Here on the island, our neighbours are generous and giving. We’ve received gifts of home made oatcakes, snowdrops, daffodil bulbs, chocolate, locally made candles, wine and other small gifts since we arrived. It’s touching and heartwarming whenever this happens.

Lockdown here can be difficult for people, especially when shopping involves icy roads and long distances, so I often text a few neighbours before we set out for the supermarket to check whether we can pick anything up for them.

On the last occasion we picked up a few low value items for a neighbour and were given a bottle of wine in exchange! Such a lovely gesture.

Today, friends from a few villages away have dropped off (socially distanced) a homemade curry in a huge le crueset pot, a delicious looking Murghi, and as I couldn’t have them leave empty handed, I baked them a lemon drizzle cake.

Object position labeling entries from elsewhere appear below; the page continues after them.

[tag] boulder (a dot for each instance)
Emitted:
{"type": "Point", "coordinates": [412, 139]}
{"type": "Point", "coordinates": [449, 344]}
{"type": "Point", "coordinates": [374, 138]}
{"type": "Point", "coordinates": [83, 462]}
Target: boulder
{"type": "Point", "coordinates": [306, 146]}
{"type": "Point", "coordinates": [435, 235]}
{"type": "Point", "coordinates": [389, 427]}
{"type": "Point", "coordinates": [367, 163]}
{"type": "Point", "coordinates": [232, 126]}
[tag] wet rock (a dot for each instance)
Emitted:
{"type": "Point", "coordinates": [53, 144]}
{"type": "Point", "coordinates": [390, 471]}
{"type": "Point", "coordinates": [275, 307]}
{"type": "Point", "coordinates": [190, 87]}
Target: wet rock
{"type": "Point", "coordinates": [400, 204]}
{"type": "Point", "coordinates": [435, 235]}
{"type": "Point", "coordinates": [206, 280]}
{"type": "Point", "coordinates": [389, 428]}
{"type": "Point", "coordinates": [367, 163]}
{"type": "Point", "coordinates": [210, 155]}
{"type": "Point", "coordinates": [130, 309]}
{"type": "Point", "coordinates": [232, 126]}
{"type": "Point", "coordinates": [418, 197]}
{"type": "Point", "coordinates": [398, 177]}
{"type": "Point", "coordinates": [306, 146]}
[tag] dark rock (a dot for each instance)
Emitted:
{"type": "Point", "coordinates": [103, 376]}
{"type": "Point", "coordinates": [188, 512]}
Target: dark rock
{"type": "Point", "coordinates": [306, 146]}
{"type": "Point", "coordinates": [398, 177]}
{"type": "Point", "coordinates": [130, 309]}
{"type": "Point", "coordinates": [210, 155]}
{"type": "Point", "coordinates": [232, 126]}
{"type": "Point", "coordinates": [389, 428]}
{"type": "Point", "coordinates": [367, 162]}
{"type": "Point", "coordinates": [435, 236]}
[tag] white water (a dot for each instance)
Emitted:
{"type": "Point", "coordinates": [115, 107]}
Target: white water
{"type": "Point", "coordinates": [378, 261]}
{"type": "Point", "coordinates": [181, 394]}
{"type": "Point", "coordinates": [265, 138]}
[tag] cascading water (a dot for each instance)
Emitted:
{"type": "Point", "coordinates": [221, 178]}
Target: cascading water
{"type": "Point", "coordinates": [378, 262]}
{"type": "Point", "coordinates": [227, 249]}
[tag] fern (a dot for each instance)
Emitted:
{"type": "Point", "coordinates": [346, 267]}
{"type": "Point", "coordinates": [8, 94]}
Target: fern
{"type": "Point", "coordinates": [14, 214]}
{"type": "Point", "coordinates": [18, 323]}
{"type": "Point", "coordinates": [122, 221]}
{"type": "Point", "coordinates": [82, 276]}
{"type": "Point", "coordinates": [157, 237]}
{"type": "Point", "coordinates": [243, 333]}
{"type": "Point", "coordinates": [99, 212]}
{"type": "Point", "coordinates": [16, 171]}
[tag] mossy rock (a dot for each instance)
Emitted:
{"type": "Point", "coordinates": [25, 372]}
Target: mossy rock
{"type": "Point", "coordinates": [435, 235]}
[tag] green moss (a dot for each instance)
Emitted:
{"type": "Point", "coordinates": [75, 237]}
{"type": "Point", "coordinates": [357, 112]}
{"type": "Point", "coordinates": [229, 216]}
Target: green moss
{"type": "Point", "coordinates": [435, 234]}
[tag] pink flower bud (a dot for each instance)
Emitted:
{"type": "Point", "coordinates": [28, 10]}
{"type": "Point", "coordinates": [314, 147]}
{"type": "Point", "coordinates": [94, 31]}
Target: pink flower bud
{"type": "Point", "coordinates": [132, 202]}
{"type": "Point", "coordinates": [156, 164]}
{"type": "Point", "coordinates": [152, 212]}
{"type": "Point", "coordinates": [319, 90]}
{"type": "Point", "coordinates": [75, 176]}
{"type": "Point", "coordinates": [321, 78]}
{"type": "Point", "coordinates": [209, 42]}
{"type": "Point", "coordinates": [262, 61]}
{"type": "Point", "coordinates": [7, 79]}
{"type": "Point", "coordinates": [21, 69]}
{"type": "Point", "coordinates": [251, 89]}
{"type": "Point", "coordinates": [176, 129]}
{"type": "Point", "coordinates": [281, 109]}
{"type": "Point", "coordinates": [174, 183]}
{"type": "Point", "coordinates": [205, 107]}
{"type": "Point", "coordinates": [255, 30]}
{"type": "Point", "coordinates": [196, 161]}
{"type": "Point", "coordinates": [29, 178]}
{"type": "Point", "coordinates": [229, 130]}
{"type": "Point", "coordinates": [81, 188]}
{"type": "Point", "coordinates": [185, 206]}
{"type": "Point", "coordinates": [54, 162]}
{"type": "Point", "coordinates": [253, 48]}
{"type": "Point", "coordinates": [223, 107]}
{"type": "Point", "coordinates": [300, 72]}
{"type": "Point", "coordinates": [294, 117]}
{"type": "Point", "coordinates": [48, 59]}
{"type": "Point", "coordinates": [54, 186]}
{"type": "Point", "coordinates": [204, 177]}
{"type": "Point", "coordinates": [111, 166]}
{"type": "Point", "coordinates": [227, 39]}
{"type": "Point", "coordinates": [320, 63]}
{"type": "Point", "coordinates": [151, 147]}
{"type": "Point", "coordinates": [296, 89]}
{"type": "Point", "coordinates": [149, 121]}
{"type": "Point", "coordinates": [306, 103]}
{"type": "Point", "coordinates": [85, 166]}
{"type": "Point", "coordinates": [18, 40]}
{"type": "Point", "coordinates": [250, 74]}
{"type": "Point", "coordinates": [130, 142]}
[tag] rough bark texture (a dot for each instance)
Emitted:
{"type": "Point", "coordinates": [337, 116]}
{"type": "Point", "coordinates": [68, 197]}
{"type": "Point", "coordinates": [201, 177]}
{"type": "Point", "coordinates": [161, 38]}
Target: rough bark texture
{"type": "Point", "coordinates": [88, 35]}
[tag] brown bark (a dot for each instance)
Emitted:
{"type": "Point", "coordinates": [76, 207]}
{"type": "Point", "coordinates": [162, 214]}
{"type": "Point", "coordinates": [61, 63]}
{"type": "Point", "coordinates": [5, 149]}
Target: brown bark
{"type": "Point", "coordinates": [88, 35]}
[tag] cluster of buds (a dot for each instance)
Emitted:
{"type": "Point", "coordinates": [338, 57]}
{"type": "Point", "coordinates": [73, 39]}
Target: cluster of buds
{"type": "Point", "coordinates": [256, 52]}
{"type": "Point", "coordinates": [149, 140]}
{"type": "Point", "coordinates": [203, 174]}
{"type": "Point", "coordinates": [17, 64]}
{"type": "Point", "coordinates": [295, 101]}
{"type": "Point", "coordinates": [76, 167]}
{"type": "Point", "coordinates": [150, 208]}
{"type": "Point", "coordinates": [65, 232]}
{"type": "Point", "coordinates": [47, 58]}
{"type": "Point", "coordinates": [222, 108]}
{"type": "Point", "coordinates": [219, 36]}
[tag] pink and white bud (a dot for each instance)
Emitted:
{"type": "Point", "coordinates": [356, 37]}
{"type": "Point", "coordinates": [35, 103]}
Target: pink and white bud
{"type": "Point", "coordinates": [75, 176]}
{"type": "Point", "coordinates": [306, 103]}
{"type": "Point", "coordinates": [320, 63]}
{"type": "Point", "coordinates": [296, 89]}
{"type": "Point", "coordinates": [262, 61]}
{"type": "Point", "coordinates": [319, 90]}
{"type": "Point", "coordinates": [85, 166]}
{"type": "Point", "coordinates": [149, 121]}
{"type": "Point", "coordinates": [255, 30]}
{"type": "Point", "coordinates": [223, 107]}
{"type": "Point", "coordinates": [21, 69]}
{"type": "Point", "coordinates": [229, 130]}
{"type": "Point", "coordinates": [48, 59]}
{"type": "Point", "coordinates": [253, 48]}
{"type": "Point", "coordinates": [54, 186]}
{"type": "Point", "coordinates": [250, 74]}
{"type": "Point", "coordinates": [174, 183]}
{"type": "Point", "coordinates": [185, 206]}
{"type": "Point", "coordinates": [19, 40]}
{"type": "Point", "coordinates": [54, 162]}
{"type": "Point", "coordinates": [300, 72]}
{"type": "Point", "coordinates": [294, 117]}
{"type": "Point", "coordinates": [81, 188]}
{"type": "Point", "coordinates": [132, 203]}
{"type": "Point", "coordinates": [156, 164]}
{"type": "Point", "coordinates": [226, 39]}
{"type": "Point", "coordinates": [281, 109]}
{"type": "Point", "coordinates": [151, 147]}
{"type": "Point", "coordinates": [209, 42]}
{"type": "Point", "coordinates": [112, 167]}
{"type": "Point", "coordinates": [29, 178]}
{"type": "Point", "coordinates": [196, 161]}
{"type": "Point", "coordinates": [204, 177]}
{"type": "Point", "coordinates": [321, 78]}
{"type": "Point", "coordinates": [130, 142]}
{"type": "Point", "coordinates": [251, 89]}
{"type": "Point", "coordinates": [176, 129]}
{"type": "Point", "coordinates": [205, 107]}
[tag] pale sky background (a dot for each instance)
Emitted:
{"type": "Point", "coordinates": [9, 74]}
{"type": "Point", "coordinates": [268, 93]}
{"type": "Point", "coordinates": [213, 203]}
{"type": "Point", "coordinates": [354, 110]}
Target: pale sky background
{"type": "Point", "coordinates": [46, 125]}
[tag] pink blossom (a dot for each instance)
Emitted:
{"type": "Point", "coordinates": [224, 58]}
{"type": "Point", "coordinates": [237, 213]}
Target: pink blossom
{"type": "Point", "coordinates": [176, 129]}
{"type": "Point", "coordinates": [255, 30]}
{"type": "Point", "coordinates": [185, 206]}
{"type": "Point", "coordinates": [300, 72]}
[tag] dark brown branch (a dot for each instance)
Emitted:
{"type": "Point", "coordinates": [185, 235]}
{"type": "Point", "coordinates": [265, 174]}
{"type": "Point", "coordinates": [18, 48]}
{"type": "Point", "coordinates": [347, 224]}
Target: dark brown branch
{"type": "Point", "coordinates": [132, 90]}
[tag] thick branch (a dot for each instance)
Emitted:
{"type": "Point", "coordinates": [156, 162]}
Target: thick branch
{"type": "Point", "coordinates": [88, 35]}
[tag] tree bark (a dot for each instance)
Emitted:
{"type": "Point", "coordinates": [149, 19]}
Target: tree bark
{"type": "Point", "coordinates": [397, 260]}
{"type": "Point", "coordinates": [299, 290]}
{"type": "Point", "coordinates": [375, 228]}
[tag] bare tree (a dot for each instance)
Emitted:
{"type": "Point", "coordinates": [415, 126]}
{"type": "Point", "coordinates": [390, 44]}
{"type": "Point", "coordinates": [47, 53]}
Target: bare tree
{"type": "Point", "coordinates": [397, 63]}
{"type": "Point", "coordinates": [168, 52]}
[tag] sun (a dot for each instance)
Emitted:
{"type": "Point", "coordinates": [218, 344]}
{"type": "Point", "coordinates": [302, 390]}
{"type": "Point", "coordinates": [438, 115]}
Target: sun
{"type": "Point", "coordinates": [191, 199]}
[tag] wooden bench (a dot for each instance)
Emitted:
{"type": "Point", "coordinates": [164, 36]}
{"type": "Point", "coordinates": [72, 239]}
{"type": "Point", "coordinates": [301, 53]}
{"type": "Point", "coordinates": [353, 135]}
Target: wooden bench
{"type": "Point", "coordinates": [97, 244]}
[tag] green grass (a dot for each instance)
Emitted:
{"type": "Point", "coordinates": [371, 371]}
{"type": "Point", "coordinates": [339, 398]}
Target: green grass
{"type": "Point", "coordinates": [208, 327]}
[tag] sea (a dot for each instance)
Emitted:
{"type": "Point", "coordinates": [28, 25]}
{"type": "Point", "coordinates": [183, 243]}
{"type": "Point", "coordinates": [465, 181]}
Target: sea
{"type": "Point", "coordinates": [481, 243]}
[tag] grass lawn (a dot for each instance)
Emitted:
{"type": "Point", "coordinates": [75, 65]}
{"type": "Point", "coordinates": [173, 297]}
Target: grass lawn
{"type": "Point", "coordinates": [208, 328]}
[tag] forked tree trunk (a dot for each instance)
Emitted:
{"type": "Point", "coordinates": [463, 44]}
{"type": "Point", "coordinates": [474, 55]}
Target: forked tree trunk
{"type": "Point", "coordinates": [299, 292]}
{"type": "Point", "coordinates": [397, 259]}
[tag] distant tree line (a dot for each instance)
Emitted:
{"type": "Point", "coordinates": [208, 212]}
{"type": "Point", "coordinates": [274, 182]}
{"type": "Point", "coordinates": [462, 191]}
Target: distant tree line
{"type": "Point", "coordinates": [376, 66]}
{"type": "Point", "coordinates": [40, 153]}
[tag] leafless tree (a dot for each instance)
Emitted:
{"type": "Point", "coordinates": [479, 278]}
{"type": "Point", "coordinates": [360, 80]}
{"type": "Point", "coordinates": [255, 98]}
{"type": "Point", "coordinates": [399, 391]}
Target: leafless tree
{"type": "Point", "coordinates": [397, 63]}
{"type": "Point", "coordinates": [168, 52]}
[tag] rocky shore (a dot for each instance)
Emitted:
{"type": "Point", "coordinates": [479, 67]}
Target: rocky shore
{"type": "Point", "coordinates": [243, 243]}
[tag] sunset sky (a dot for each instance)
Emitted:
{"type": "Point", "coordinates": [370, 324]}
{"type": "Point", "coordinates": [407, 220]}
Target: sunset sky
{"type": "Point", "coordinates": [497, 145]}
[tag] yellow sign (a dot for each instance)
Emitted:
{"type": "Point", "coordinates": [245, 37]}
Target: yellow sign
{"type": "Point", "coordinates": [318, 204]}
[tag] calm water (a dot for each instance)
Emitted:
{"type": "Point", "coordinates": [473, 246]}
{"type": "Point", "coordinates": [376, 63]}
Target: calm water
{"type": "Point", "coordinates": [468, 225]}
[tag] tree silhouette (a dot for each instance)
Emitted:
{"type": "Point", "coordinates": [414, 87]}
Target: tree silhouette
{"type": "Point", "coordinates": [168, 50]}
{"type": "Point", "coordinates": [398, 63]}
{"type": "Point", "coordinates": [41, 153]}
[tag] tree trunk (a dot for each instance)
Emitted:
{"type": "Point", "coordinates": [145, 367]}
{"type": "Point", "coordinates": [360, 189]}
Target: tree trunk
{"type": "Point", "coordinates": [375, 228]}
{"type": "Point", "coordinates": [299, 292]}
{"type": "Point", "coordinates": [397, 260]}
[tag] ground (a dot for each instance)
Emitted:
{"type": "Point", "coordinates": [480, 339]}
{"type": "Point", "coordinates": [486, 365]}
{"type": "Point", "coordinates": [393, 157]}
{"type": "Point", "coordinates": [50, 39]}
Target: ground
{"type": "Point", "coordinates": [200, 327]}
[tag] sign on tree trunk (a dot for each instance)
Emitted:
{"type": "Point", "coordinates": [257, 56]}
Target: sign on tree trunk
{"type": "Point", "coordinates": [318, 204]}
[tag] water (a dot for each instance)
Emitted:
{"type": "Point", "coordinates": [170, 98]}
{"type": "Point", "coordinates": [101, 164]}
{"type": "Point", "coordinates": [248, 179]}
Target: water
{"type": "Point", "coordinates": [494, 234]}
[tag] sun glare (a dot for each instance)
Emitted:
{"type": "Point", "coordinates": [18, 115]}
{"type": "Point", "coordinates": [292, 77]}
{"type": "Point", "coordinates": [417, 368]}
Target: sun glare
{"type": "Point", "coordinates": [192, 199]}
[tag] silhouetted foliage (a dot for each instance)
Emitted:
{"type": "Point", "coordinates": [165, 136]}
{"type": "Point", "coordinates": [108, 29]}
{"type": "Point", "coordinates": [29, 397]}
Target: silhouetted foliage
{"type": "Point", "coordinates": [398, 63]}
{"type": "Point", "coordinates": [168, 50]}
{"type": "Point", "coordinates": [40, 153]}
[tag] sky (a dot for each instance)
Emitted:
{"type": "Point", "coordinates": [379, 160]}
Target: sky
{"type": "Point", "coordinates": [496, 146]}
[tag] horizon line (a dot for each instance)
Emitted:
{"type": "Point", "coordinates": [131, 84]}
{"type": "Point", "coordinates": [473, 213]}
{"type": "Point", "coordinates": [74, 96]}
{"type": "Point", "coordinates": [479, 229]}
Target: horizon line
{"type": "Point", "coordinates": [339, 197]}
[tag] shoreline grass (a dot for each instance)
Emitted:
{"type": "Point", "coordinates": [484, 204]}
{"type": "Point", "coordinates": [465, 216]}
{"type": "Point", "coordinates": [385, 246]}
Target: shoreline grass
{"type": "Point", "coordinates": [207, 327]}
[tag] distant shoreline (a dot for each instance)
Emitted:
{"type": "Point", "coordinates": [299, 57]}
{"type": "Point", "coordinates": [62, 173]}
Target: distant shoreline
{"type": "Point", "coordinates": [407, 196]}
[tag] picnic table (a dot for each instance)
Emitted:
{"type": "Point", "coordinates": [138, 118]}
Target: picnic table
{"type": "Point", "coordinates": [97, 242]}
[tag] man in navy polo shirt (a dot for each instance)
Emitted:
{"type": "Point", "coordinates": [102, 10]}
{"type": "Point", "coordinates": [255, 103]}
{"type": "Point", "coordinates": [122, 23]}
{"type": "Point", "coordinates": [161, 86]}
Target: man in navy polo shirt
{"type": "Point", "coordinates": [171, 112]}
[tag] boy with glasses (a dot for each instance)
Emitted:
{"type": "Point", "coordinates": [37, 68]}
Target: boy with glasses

The ties of community are strong here. Even whist we are all apart, generosity thrives. I love that.

Apple and blackberry handpies

Before I put away all the baking stuff I had to make something sweet and seasonal to give us a bit of a lift through all this packing.

Apple and blackberry hand pies. They’re never going to win any beauty contests, but they tasted delicious.

Shortcrust pastry was enriched with egg, sugar and ground almonds to make it crumbly and crispy on the outside, almost like a biscuit. These were filled with lightly poached Coxes Orange Pippin apples and big, juicy blackberries.

We ate these over the last few days whenever we needed a lift. It helped.

Food can be medicine for the spirit, you know.

Strawberry Cake

We love to celebrate the abundance of strawberries in season by enjoying them in as many ways as possible.

You can’t beat a simple bowlful of them, freshly washed and eaten with fingers. Their sweetness is delicious.

But another way to enjoy them, if you’re so inclined, is to make strawberry cake.

Strawberries tend to cook down to nothing in a cake, leaving only a stain of sweet, pink density which has always seemed vaguely disappointing.

But this cake cheats and adds extra strawberries pressed into the warm surface at the end so that you can enjoy the fullness of the fruit as well as the dense strawberry fudginess of the cake.

Just in case this wasn’t enough strawberryness, I gently simmer more strawberries into a loose compote and spoon this over the slices on each plate, so that what you get is a luscious, swooning, full-on strawberry sensation in each mouthful.

Because summer isn’t here for long and strawberries need to be celebrated.